La Peresveranza was produced in a broadsheet format, and had a cover price of 20 cents, which was four times the price of most competitor newspaper. Created to support unification, it quickly became the newspaper of reference for the middle class moderates and supporters of the nationalist monarchism within Milan's ruling class.

The first managing editor, who remained in the post till 1866, was Pacifico Valussi.
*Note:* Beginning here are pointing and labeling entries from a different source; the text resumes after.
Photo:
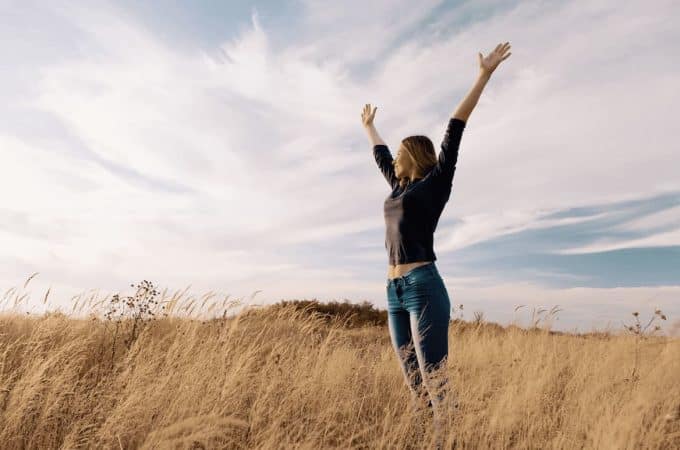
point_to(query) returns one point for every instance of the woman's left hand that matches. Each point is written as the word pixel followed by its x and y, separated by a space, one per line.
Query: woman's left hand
pixel 489 62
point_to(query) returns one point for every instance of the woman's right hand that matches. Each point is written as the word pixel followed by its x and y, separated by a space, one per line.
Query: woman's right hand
pixel 367 115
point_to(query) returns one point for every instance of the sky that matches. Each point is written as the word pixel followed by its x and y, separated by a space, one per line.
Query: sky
pixel 218 147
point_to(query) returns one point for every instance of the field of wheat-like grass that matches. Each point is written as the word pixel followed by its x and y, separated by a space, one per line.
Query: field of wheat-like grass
pixel 286 377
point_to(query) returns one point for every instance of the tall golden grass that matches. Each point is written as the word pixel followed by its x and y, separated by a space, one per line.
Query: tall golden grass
pixel 286 376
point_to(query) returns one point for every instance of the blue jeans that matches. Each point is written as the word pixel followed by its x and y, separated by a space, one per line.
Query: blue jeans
pixel 418 314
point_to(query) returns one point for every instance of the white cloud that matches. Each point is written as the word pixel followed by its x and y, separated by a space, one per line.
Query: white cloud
pixel 582 112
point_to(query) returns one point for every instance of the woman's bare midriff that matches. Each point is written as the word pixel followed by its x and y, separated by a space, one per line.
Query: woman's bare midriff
pixel 400 269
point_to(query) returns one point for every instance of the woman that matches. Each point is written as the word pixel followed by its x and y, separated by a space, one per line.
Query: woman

Valussi handed over control to Ruggero Bonghi, who on occasion displayed a formidable capacity for polemical journalism, and who demonstrated no great respect for Umberto I of Italy after 1878. Bonghi presided over a period of expansion, raising circulation to ten thousand copies.

In the aftermath of the Franco-Prussian War, in 1870, Bonghi used La Perseveranza to insist that the inhabitants of Alsace-Lorraine must be permitted to vote in a referendum before any decision could be taken to transfer the territories from France to Germany. On the home front he was an acute observer of Italian political trends, and sought in the newspaper's columns to oppose the crushing of the political right in the region threatened between 1862 and 1864 by conflict between the haut bourgeois "Pietmontese party" and the more aristocratically focused "Tuscan Party" centred on Florence, and the tendency to respond to crises outside parliament, in ways that he believed caused major damage to the new representative institutions of the Italian constitution. In this respect "La Perseveranza" helped to make the more moderate and modern conservatism of Lombardy more mainstream within Italian conservatism generally, sustaining understanding of the need to overcome historically based internal divisions.

La Perseveranza also took good care of the arts and culture. Contributors included Diego Sant'Ambrogio (arts criticism) and Francesco Novati (literary criticism).